The capability plane is the unified router that turns an **objective** into one concrete **capability** — a discrete operation backed by a provider and a binding — and then executes it. It is the single seam over governed data, MCP tools and prompts, skills, native tools, and Algenta runtime libraries: instead of integrating each provider by hand, you register a binding, let the plane discover what it exposes, ask it to route an objective to the best capability, and execute through one contract. Every operation is org-scoped and authenticated.

## Why it exists

Without a router, every caller has to know which provider does what, how each one authenticates, and who actually runs the work.
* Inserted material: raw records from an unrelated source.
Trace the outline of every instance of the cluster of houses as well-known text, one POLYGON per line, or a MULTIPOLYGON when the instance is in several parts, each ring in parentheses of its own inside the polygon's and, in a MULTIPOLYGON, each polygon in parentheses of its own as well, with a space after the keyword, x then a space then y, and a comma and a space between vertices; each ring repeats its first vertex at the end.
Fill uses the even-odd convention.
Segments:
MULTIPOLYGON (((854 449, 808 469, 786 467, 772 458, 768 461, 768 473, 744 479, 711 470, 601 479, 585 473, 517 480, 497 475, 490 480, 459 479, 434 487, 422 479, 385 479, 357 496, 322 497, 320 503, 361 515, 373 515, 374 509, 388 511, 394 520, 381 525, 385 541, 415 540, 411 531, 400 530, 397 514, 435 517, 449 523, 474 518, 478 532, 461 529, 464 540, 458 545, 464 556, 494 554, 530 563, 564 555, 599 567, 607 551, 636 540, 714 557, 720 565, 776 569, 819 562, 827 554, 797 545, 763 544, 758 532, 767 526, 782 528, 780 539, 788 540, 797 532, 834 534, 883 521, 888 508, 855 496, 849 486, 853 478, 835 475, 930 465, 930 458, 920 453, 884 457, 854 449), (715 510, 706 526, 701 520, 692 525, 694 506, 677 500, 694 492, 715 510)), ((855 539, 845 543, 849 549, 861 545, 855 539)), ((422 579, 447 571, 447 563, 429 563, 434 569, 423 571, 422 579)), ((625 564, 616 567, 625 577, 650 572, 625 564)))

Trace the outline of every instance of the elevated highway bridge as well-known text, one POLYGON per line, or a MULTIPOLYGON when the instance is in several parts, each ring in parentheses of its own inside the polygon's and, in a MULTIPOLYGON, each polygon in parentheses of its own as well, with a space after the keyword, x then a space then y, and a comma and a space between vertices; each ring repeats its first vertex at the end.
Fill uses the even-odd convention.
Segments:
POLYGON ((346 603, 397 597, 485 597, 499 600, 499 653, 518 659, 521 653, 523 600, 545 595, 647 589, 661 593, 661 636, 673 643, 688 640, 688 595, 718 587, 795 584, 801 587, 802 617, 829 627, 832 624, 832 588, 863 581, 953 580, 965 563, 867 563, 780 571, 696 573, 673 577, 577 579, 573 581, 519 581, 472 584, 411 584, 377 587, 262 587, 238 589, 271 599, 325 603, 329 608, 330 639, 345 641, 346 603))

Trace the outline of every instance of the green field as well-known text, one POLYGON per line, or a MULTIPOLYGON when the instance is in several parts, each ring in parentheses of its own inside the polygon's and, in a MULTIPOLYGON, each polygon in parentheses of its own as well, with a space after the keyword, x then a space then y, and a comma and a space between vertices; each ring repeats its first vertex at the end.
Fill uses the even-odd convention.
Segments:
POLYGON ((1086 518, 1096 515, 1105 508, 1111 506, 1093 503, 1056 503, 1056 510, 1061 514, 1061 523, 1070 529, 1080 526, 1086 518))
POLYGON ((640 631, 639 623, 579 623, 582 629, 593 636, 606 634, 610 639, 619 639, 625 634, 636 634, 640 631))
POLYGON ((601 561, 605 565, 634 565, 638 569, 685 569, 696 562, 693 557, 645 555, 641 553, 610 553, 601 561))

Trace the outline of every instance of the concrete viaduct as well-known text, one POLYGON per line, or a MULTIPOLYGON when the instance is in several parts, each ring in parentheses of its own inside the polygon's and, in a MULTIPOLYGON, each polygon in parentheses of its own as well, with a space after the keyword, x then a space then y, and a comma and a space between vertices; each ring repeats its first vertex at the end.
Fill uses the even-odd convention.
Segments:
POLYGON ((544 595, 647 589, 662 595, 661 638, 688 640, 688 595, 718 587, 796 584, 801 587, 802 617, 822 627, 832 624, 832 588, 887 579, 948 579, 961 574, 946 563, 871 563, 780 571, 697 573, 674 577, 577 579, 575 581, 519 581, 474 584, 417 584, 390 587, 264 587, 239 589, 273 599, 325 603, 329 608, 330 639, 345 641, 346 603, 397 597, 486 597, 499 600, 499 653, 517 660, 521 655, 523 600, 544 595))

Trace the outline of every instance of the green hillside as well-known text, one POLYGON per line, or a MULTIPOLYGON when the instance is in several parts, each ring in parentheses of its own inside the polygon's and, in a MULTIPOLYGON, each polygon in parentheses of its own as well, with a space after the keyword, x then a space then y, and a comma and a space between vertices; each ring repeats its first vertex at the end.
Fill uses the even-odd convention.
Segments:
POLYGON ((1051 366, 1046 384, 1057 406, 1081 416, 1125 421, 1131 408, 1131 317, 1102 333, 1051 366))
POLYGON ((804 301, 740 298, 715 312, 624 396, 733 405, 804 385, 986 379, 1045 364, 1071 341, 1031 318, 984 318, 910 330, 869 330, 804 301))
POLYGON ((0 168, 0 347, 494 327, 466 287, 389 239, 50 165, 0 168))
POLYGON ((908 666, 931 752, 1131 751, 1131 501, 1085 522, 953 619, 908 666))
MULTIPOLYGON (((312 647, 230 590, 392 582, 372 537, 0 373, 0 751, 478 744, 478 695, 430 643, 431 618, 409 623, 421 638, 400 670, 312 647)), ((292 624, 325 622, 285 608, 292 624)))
The capability plane collapses that into four stages with one vocabulary:

1. **Discovery** — a binding (a configured connection to a provider) is probed, and the tools, prompts, resources, datasets, or library functions it exposes are persisted into a unified catalog as `CapabilityCatalogEntry` records.
2. **Routing** — `POST /v1/capabilities/route` scores catalog entries against an `objective` (token overlap, binding readiness, requested tags, artifact affinities, and historical outcomes) and returns one selected capability plus ranked fallbacks. Quarantined bindings are excluded.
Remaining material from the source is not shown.